American cell biologist

Dr. Robert H. Singer received an undergraduate degree in physical chemistry from Oberlin College, and a PhD in developmental biology from Brandeis University. He did postdoctoral work in molecular biology at the Massachusetts Institute of Technology and the Weizmann Institute of Science in Rehovot, Israel. Oberlin College granted Singer an Honorary Doctor of Science in 2016. The Hebrew University of Jerusalem granted Singer an Honorary Doctorate in 2018.

Singer holds the following positions at the Albert Einstein College of Medicine, New York: Professor and Co-Chair, Department of Anatomy and Structural Biology; Professor, Dominick P. Purpura Department of Neuroscience; Professor, Department of Cell Biology; Co-Director, Integrated Imaging Facility; and Co-Director, Gruss Lipper Biophotonics Center. Singer is a senior fellow at the Janelia Research Campus of the Howard Hughes Medical Institute in Virginia.
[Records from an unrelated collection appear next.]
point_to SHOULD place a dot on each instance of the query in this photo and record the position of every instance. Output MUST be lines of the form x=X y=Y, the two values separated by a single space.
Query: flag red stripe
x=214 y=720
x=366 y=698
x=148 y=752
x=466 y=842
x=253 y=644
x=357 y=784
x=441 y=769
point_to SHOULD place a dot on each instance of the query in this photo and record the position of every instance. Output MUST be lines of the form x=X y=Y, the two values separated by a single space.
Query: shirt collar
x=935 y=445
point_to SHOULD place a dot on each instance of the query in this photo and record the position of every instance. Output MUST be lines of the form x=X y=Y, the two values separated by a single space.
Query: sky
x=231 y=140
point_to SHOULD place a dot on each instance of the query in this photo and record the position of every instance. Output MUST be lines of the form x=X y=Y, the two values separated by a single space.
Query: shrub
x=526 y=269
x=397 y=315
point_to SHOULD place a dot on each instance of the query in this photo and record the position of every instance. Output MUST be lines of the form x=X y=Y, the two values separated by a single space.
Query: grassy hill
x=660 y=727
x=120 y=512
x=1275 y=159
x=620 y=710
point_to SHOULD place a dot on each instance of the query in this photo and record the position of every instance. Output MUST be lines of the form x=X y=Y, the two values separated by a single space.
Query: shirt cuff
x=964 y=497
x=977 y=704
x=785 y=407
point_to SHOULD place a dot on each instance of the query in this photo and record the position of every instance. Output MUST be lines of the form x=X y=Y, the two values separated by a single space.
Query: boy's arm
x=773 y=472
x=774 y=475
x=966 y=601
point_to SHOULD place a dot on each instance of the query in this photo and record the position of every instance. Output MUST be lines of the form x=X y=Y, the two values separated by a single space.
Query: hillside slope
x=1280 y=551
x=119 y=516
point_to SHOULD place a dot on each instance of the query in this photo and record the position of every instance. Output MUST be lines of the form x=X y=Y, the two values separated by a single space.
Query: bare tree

Singer's career has been focused on the cell biology of RNA, its isolation, detection, expression, and translation. A patent in situ hybridization technique his lab developed for detecting RNA in morphologically preserved cells revealed that messenger RNA can localize in specific cellular compartments. This work has given rise to the field of RNA transport and localization, enhanced by Singer's and his colleagues’ development of imaging technology and RNA reporters. His lab has shown that the dynamics of RNA transcription on a single gene can be interrogated by live cell imaging, as well as by multiplexed fluorescent probes.

Singer's laboratories at Einstein and Janelia have been instrumental in developing rapid and sensitive microscopy that can study single molecules of RNA in living cells and in devising methods to track them through their life cycle. This technology has implications for understanding the role of RNA in such disease processes as cancer metastasis and intellectual disability. He holds 12 patents on his work.

Singer is a member of the US National Academy of Sciences, American Academy of Arts and Sciences, and is a Fellow of the American Association for the Advancement of Science. In 2021, he received the Rosenstiel Award.